Error Handling in Content Sources
Within a Content Source, you can fetch data two different ways: either with resolve
or fetch
. Any Content Source using resolve
does not require any Error Handling, as PageBuilder Engine makes the call and also forwards the errors appropriately. Any Content Source using fetch
must include appropriate error handling, otherwise the results impact caching, serve stale might not work, and you could expose sensitive data.
Impact
Caching and serve stale
Both caching and serve stale have the same root cause. If you don’t handle your errors correctly and return a success (200
) message on your Content Source, even though an error occurred, then both PageBuilder Engine and CDN presume that the Content Source returned new, valid data and save it in the cache as well as return it directly to use in the system.
Now, either an Object with error information has been returned or something else obscure that the Feature Pack code cannot handle. Components might break and usually some part of the page doesn’t render. That issue lasts until the cache runs out naturally and the next truly successful request has been made. The length of falsely-returned success content is based on the TTL set in the Content Source, page caches TTL, and other factors, such as our Extended TTLs through Web Delivery.
The response should not be to set all TTLs as low as possible. Instead, and more efficiently, you must be confident in your error handling.
Exposing sensitive data
Exposing sensitive data is always an important topic because exposing credentials or other sensitive data poses a great risk. If the response is directly throwing errors, most likely all headers and request URLs are exposed in the logs. That usually includes credentials, keys, secret tokens, and other sensitive data.
The data is exposed in only PageBuilder Engine logs, not to the end user directly. But we commonly forward the logs through Kinesis Event Streams, which then is open to how the client protects this data.
As a general rule, you should not expose any sensitive data in the logs.
Example log with exposed Bearer Token
{ message: 'Request failed with status code 401', name: 'AxiosError', stack: 'AxiosError: Request failed with status code 401\n' + ' at settle (webpack-internal:///./bundle/node_modules/axios/lib/core/settle.js:23:12)\n' + ' at Unzip.handleStreamEnd (webpack-internal:///./bundle/node_modules/axios/lib/adapters/http.js:497:74)\n' + ' at Unzip.emit (events.js:412:35)\n' + ' at endReadableNT (internal/streams/readable.js:1334:12)\n' + ' at processTicksAndRejections (internal/process/task_queues.js:82:21)', config: { ... headers: { Accept: 'application/json, text/plain, */*', 'content-type': 'application/json', Authorization: 'Bearer UNENCRYPTED ARC ACCESS TOKEN', 'User-Agent': 'axios/1.1.3', 'Accept-Encoding': 'gzip, deflate, br' }, ... }, code: 'ERR_BAD_REQUEST', status: 401}
Cause
Incorrect error handling can have many implementations.
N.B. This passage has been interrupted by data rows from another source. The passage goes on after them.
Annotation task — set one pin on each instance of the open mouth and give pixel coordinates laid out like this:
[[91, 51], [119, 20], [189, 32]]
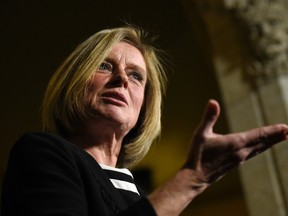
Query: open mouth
[[114, 97]]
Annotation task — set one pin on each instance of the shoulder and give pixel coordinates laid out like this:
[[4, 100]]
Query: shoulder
[[39, 140]]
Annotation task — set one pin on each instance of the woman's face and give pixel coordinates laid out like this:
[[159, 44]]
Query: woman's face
[[116, 91]]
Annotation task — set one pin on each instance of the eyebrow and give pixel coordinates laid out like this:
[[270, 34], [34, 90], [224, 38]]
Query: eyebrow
[[129, 65]]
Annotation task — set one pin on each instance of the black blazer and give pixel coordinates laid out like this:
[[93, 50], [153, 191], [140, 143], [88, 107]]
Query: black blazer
[[47, 175]]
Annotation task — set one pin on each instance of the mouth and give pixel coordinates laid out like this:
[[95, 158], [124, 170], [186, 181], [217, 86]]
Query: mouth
[[115, 98]]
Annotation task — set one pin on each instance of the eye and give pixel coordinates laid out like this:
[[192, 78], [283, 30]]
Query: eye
[[137, 76], [106, 66]]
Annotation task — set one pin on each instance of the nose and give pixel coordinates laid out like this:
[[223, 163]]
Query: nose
[[119, 79]]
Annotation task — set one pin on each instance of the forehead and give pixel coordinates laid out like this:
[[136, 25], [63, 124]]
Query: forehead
[[123, 52]]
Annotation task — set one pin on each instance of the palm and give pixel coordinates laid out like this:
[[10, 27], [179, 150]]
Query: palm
[[212, 155]]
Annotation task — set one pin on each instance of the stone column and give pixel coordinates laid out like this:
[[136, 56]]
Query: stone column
[[249, 43]]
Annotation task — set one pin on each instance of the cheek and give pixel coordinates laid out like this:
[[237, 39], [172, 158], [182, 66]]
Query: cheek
[[92, 90], [139, 99]]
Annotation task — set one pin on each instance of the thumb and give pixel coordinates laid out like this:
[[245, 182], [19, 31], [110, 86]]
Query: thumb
[[209, 118]]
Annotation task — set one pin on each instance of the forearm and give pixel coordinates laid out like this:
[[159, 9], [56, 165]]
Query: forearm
[[174, 196]]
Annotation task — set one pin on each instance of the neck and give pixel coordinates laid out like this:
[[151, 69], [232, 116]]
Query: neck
[[102, 142]]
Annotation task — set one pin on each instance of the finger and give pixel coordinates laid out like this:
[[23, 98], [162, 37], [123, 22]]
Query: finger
[[209, 118], [261, 139], [268, 135]]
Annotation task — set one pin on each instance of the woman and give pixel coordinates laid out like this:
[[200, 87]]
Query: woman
[[101, 112]]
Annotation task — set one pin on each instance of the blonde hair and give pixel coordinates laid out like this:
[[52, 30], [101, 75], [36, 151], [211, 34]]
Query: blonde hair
[[63, 104]]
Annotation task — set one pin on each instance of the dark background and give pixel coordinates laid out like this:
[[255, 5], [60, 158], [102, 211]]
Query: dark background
[[36, 36]]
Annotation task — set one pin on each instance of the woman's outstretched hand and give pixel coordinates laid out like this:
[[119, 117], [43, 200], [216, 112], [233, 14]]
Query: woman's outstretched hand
[[212, 155]]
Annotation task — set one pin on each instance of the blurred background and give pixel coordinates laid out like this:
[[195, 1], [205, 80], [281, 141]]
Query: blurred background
[[36, 36]]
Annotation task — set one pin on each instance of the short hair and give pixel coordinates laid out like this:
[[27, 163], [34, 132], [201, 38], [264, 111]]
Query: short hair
[[63, 105]]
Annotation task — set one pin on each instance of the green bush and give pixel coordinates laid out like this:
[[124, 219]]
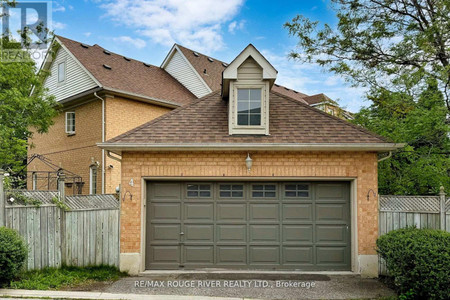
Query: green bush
[[13, 253], [418, 261]]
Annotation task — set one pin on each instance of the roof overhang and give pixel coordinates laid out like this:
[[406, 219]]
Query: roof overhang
[[361, 147], [231, 72]]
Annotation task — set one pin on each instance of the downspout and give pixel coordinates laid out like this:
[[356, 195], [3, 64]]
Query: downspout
[[103, 140], [386, 157]]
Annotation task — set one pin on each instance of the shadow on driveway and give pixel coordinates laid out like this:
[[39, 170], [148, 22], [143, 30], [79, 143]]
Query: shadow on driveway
[[254, 286]]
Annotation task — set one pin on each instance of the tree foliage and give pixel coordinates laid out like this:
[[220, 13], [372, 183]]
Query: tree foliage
[[391, 44], [25, 106], [400, 51]]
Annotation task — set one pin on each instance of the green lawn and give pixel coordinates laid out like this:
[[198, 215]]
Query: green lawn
[[66, 277]]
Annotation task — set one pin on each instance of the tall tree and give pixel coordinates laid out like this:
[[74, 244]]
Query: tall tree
[[400, 50], [392, 44], [25, 106]]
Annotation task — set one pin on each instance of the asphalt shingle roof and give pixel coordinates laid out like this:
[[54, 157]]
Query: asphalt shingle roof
[[206, 121]]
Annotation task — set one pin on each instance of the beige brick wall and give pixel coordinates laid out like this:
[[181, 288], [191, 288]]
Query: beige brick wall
[[359, 165], [72, 153], [122, 115]]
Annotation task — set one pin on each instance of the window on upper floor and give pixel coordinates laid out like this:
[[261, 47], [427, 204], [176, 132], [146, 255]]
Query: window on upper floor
[[70, 122], [249, 106], [62, 72]]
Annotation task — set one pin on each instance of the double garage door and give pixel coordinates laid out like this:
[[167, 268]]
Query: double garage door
[[248, 225]]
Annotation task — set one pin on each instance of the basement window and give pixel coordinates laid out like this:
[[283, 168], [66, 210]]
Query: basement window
[[70, 122]]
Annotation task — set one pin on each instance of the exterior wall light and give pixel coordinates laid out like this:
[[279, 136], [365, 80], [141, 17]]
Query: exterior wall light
[[249, 162]]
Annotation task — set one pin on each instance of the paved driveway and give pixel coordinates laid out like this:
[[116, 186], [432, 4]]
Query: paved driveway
[[255, 286]]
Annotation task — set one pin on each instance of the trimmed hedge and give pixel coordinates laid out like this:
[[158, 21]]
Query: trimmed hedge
[[13, 253], [418, 261]]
The most common implementations are to not handle errors at all and just return whatever comes from the request. This opens up the issue that all information returned is output in the PageBuilder Engine Logs.
No Error Handling
The following simple fetch example for a Content Source without any error handling shows no error handling. Whatever the API or Library returns is forwarded:
const fetch = async ({ website_url, 'arc-site': arcSite }) => { return axios({ method: 'GET', url: `${CONTENT_BASE}/content/v4/?website_url=${website_url}&website=${arcsite}`, headers: { 'content-type': 'application/json', Authorization: `Bearer ${ARC_ACCESS_TOKEN}` } }).then(({ data }) => data);};
If Axios throws an error, PageBuilder Engine and CDN recognize the error. The error obscures some information while exposing other information. PageBuilder Engine forwards all errors that return like this as 500 errors, making any debugging and search for the cause more difficult. Ideally, CDN first obscures errors.
Additionally Axios fully prints the error is fully printed into PageBuilder Engine logs, which includes sensitive data, such as the previous bearer token.
Incorrect Error Handling
The most noticeable impact for clients is if errors are being incorrectly handled. In most cases, the errors are caught in one way or another but then not exposed or forwarded, and instead the Content Source returns a success. This causes empty slots on pages and inconsistent behavior. The correct error handling can be especially tricky if multiple consecutive calls are being made.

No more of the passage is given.